I’m not going to tell you.
I’m no one.
Leah Stevens has always believed that if you dig deep enough
you will eventually get to the truth. But her quest for exposing injustice has
cost her a career as a journalist, forcing her to move to the country until the
scandal of her last expose’ has died down. So when she accidentally runs into
an old friend, Emmy Grey, who offers her a house share in a small town in rural
Pennsylvania she grabs the opportunity with open arms. Now settled into her new
home and working as a highschool teacher, Leah thinks she may have had a lucky
escape. Until one morning, when a young woman is brutally assaulted and left
for dead near a lake close to her house. A young woman, who bears an uncanny
resemblance to Leah. Suddenly Leah no longer feels safe in her new home. And
why has her housemate not come home for five days?
As she becomes increasingly worried about Emmy, who seems to
have disappeared at the same time as the assault occurred, Leah realises how
little she knows about her housemate. Emmy has always insisted that the lease
and all the bills go in Leah’s name, as she was running away from an abusive
relationship. But looking for Emmy, Leah discovers that no one has ever laid
eyes on the woman, even at the place Emmy was supposed to be working. Even the
police are doubting that Leah is telling them the truth. It’s as if Emmy has
never existed...
To discover the truth, Leah must go right back to the
beginning, even if it brings her face to face with the demons of her own past.
This was my belief. That the truth rises to the surface like air bubbles in boiling water. That it rushes upward like a force of nature, exploding in a gasp of air when it reaches the surface, as it was always intended to do.
My thoughts:
I haven’t previously read any books by Megan Miranda, but
have since put All the Missing Girls on my to-read list, as The Perfect
Stranger is exactly the kind of book I enjoy curling up with. Extremely
suspenseful, with an interesting main protagonist and a cat-and-mouse game that
kept me guessing until the end, this was another one of those “all-night-read-a-thon”
books that has been contributing to my permanent state of sleep deprivation lately!
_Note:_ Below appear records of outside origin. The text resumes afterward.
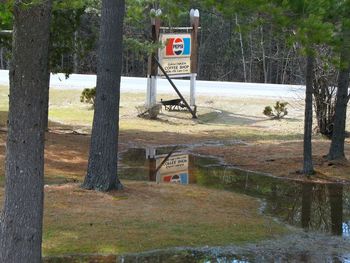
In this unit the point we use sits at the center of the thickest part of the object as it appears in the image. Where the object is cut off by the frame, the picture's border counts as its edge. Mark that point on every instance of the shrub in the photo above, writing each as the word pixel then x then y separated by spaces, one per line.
pixel 278 111
pixel 88 96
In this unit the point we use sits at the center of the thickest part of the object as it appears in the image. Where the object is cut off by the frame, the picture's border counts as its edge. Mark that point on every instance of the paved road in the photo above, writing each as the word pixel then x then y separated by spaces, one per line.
pixel 213 88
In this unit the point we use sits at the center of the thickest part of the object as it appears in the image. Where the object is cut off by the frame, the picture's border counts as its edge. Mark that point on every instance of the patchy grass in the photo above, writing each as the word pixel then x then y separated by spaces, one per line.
pixel 147 216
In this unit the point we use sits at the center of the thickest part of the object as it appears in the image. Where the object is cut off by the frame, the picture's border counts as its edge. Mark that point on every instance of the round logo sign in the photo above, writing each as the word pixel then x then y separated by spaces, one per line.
pixel 178 46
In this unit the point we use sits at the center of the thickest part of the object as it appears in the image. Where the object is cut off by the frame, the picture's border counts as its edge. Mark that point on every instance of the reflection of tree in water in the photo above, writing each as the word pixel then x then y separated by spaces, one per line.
pixel 312 206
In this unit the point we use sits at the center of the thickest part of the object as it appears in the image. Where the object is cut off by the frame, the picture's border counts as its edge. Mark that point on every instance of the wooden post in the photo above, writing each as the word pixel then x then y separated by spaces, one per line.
pixel 152 65
pixel 194 18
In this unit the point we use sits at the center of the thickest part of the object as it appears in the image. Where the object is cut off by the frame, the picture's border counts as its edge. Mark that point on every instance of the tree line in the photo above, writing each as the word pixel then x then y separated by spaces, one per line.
pixel 263 41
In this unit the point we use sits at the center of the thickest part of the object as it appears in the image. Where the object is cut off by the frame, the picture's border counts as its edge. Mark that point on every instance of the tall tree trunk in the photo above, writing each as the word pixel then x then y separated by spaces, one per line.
pixel 242 49
pixel 21 219
pixel 263 53
pixel 102 166
pixel 308 165
pixel 336 150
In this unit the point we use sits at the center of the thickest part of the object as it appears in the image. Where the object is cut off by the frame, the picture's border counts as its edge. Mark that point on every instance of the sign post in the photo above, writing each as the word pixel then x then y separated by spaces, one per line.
pixel 151 99
pixel 177 57
pixel 194 18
I love an unreliable narrator in a psychological thriller,
and Leah is perfect for that role. What is truth and what is fiction? Is Leah
going crazy? As the story twists and turns, the reader can never be sure
whether to take Leah’s version of the truth for gospel. Is she losing her mind
and imagining things, or is she lying to protect herself? Miranda sows these little
seeds of doubt very cleverly, hiding them in seemingly innocuous detail, which
adds a lot of tension and an ever-present sense of danger to the story. The claustrophobic
and atmospheric setting in rural Pennsylvania is a perfect backdrop, and I could vividly picture
Leah moving around the house at night, fully exposed behind the windows of her
new home as if she was on stage, watched by a sinister predator crouched at the
edge of the woods. A perfect read whilst huddling under the safety of your
doona, with only the rustling of the pages audible in the still, dark night. For
me, the only slight let-down was the ending, which fizzled out a bit, with some
questions remaining unanswered and the subplots not quite gelling in the way I
had hoped. Whilst this did not spoil my reading pleasure, I missed the bold,
twisty and unexpected finale the story had been building up to.
Summary:
The Perfect Stranger is a suspenseful mystery with an
interesting premise: how well do you really know your friends? Containing all
the elements I look for in a psychological thriller – an unreliable narrator, a
constant sense of menace or danger facing our main protagonist, an atmospheric
setting and plenty of twists and turns that make you question everything you
have read -I highly recommend it to any lover of the genre. The budding romance
added a pleasant addition to the story, and perhaps an added element of doubt –
you will need to read it to judge for yourself.
Thank
you to Netgalley and the publisher for providing me with a free electronic copy
of this novel and giving me the opportunity to provide an honest review.